The Group of Seven is the collective name for a group of Canadian artists who exhibited together from 1920-1933. They were influenced by the land and became hugely influential in Canadian society ever since. There were more than seven of them- members came and went. And the founders had a strong friendship with Tom Thomson, who died before they formally became a group, but who was a lasting influence on them. Thomson and the Group are often exhibited together. J.E.H. MacDonald was one of them, and this is March Evening, Northland, dating to 1914.
At top we have Cacouna, by A.Y. Jackson, another Group member, dating to 1921. Thomson painted Snow Covered Trees in 1916.

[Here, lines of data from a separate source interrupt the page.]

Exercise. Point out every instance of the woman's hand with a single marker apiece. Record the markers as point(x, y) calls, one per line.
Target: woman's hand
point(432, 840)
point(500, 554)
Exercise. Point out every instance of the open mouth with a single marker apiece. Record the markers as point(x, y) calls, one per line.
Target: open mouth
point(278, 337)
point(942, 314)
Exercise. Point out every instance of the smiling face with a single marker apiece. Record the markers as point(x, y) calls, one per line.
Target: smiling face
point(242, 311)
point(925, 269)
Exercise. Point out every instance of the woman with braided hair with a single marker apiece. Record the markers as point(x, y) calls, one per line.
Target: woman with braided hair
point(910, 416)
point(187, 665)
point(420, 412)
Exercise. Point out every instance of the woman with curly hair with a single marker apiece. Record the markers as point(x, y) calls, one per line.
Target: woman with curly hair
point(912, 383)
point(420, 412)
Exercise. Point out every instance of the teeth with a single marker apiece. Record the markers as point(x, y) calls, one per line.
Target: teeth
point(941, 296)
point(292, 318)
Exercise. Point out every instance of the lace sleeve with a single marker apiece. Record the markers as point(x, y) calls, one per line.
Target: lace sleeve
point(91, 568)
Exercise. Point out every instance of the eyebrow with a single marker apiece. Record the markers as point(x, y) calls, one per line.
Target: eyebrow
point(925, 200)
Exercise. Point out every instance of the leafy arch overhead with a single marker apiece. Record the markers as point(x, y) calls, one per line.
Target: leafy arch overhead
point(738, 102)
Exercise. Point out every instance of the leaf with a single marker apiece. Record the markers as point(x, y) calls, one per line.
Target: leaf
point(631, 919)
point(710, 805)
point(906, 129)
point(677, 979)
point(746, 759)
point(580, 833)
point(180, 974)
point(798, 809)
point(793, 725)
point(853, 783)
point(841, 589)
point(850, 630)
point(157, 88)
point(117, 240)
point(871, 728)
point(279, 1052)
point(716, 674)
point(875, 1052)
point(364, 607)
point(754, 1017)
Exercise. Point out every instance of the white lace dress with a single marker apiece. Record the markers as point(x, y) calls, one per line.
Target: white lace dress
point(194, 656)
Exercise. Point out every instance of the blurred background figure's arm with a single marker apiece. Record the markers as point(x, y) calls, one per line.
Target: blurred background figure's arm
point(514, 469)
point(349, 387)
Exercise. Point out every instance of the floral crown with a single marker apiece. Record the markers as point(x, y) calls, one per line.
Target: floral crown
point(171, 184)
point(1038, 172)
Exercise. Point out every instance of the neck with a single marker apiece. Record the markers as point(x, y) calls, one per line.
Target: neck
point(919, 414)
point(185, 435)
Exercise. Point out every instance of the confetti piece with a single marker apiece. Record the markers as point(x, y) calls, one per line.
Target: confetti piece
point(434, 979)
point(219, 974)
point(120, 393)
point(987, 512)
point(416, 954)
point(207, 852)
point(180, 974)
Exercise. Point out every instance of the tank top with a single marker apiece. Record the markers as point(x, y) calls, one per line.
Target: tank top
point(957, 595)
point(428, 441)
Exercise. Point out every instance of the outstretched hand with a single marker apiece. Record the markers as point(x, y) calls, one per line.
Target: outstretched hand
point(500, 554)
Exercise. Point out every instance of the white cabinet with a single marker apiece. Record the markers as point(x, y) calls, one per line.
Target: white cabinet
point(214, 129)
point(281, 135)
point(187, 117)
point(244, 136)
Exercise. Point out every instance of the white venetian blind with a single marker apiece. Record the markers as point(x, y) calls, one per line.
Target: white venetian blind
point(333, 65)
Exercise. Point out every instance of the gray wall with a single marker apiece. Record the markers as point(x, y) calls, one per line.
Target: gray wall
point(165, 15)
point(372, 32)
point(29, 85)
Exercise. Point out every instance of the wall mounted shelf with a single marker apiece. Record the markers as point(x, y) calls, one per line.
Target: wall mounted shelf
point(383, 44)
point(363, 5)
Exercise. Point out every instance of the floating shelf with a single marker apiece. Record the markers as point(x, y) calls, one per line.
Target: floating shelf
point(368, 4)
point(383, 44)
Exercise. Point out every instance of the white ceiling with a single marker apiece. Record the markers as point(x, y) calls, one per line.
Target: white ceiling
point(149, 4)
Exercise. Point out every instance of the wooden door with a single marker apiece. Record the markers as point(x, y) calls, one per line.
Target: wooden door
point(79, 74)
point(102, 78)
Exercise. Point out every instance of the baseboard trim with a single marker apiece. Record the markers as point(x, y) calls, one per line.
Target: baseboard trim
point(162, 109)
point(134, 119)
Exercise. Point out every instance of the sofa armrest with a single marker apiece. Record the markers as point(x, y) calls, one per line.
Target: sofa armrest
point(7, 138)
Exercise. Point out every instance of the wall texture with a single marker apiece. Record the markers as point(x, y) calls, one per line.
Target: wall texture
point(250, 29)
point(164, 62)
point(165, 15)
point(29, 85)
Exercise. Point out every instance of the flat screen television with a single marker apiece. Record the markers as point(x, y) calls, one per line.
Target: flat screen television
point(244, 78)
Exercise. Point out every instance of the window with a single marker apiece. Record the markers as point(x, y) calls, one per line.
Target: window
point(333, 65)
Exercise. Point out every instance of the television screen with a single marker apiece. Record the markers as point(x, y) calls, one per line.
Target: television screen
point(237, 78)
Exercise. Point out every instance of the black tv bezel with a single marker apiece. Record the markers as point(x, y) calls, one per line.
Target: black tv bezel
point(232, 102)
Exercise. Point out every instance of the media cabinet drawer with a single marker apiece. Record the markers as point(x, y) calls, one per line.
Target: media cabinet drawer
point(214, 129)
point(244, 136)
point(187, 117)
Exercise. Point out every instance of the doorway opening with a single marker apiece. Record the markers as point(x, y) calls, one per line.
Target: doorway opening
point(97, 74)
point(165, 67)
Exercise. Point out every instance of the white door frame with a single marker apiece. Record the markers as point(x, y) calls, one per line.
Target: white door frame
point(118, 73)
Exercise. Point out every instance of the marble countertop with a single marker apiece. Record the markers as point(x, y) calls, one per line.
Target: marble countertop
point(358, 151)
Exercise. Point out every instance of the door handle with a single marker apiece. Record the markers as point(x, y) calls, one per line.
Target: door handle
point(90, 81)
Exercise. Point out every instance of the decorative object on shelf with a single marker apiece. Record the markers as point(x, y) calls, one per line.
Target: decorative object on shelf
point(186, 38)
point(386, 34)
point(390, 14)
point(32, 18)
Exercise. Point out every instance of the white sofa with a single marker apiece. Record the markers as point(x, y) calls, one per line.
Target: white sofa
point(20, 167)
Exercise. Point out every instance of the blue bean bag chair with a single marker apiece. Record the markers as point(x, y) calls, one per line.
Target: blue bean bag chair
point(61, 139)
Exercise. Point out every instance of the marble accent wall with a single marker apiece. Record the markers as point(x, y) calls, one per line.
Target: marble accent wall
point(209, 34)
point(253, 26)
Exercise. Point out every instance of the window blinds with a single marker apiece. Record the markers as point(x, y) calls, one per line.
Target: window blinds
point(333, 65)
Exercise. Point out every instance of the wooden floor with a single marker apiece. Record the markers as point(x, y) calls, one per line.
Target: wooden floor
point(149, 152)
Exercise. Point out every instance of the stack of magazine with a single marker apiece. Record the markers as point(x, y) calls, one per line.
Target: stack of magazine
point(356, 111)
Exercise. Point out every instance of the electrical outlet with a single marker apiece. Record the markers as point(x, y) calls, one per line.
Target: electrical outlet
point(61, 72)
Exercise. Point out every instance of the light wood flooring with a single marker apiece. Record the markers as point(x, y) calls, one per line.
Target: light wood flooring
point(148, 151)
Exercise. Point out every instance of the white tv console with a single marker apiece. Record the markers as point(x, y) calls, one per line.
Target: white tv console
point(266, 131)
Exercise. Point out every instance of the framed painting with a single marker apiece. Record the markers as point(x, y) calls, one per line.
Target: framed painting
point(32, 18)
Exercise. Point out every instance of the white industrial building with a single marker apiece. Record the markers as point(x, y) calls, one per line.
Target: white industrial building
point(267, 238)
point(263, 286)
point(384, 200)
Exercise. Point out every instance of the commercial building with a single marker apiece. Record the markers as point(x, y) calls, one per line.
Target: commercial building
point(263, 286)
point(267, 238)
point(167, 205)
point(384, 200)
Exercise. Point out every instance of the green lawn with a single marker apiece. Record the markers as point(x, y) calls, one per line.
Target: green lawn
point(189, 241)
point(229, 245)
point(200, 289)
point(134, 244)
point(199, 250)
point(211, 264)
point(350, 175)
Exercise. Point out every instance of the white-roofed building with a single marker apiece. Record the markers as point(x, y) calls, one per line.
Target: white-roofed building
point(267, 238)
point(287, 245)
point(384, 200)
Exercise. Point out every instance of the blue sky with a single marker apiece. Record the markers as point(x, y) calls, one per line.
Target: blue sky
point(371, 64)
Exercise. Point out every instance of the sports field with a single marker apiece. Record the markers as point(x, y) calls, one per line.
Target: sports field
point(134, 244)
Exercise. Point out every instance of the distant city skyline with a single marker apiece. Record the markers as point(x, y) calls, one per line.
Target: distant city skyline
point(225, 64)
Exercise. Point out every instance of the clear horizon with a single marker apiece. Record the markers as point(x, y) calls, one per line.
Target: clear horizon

Winter Morning is a 1914 painting by Lawren Harris, another member of the Group.
Two more. At top we have In The Woods, an undated painting by Thomson. Below is Study For 'Sumacs', a 1915 painting by Franklin Carmichael, another member of the Group.
A.Y. Jackson, another member of the Group, painted Frozen Lake, Early Spring, Algonquin Park in 1914.
These two are by artists not of the Group, but having a lot in common with them. Clarence Gagnon painted A Laurentian Homestead around 1919.
Waiting is the appropriate title of this undated painting by Kathleen Moir Morris.
Here we have another work by Harris, hung in a large space with several other Group paintings and other items. Afternoon Sun, North Shore, Lake Superior is a 1924 painting.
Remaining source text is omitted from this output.